Un an après ma reprise, après un échange avec la responsable de la « mission handicap » j’ai demandé une RQTH qui m’a permis de bénéficier d’un poste de travail plus ergonomique pour m’aider à mieux gérer mon lymphœdème et de télétravailler un jour par semaine. Enfin il y a un an j’ai repris des fonctions managériales, je me sentais physiquement prête à relever ce challenge. J’ai encore des échanges réguliers avec la responsable mission handicap qui m’aide à trouver les solutions pour concilier les exigences de mon travail avec les séquelles de la maladie.

Je dirais que d’un œil extérieur mon quotidien au travail est le même que celui de n’importe qui d’autre. De l’intérieur je sais que la maladie et les traitements ont amené leur lot d’effets secondaires indésirables : j’ai un lymphœdème qui engendre des douleurs, je me sens parfois « moins vive intellectuellement » et ma mémoire me joue des tours, mais avec le temps j’apprends à faire avec.

Si la maladie a amené son lot d’effet négatif, j’aimerais cependant mettre l’accent sur ce que la maladie m’a apporté en échange, car ce n’est pas anecdotique. Je dis souvent aux gens que mon expérience personnelle est que « Ce qui ne vous tue pas ne vous rend pas plus fort, mais fait de vous une meilleure personne », ce que je veux dire par là, c’est que mon rapport au travail et aux relations humaines a profondément changé avec l’épreuve de la maladie :

Je suis beaucoup plus empathique et à l’écoute de l’Autre, très différente de la moyenne de ma « classe d’âge ».

J’ai une capacité à prendre du recul et à faire la part des choses accrue, globalement j’ai une maturité sans doute plus grande.

Enfin j’apprécie la pression professionnelle avec beaucoup de recul…

Toutes ces aptitudes développées grâce la maladie sont des qualités qui sont très recherchées et valorisées dans un contexte d’entreprise, et depuis mon retour au travail j’ai pu en faire de vrais atouts.

Pour aider ceux qui  rencontrent la maladie pour la première fois, peux-tu nous confier tes 3 trucs pour concilier maladie et travail ?

Quel serait LE conseil que tu leur donnerais ?

Ne pas cacher votre situation et/ou votre vécu.

Tant pour les effets néfastes (si votre condition physique ne vous permet pas d’atteindre le niveau de performance attendu et que vous n’expliquez pas pourquoi vous allez en pâtir et ce serait dommage) que pour les effets positifs : la maladie vous transforme en profondeur et vous permet de développer des compétences et aptitudes d’une grande valeur ! Il faut les donner à voir et les valoriser.

LE truc ou astuce qui t’a aidé ?

Accepter sa situation et prendre le temps

Je n’ai pas repris à 100% du jour au lendemain, je n’ai pas repris un poste avec le même niveau d’engagement physique immédiatement.  J’ai accepté des adaptations de mon poste de travail qui rendent visible mon handicap.

Parfois j’en ai été frustrée, parfois j’ai même été en colère de devoir le faire, mais je crois  vraiment que cela a été la clé de la réussite de mon retour au travail.

L’adresse ou le lien qui t ‘a été le plus utile ?

Une adresse : La boutique Orthopedie Meyrignac à Paris et son équipe.
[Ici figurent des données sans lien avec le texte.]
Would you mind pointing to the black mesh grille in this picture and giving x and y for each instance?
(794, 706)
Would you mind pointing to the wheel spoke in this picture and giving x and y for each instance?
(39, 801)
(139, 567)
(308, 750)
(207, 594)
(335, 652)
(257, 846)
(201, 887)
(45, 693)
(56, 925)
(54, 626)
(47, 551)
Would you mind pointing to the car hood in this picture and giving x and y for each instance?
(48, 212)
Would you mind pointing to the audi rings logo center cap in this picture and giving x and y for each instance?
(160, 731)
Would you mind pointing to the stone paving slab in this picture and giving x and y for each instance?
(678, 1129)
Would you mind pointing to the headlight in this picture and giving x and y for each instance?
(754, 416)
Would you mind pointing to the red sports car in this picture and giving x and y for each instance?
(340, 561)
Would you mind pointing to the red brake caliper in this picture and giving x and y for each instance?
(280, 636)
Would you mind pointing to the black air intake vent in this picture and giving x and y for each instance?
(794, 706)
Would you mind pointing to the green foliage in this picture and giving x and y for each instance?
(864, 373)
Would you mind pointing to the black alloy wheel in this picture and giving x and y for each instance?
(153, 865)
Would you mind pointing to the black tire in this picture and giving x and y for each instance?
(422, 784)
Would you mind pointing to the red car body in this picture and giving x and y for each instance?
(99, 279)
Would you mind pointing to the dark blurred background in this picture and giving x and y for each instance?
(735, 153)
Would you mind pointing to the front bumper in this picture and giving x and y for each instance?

Leurs solutions de contention sur mesure m’ont apporté beaucoup de confort dans mon quotidien au travail. Il ne faut pas lésiner sur l’équipement pour être en confort.

Pour aider à faire progresser les entreprises sur la maladie au travail, peux-tu nous citer 3 actions qui te semblent utiles à mettre en place pour mieux concilier maladie et travail ?

Action 1 : Définir un positionnement bienveillant clair et officiel, pour l’entreprise sur la question de la maladie, le communiquer à toutes les équipes et en particulier aux équipes RH et managers, le faire savoir auprès de tous les collaborateurs.

Action 2 : Avoir au moins un référent au sein des équipes RH pour mener les actions de communication, accompagner les personnes malades et les conseiller sur les solutions qui peuvent être déployées.

Action 3 : Favoriser l’échange entre les personnes concernées au sein de l’entreprise.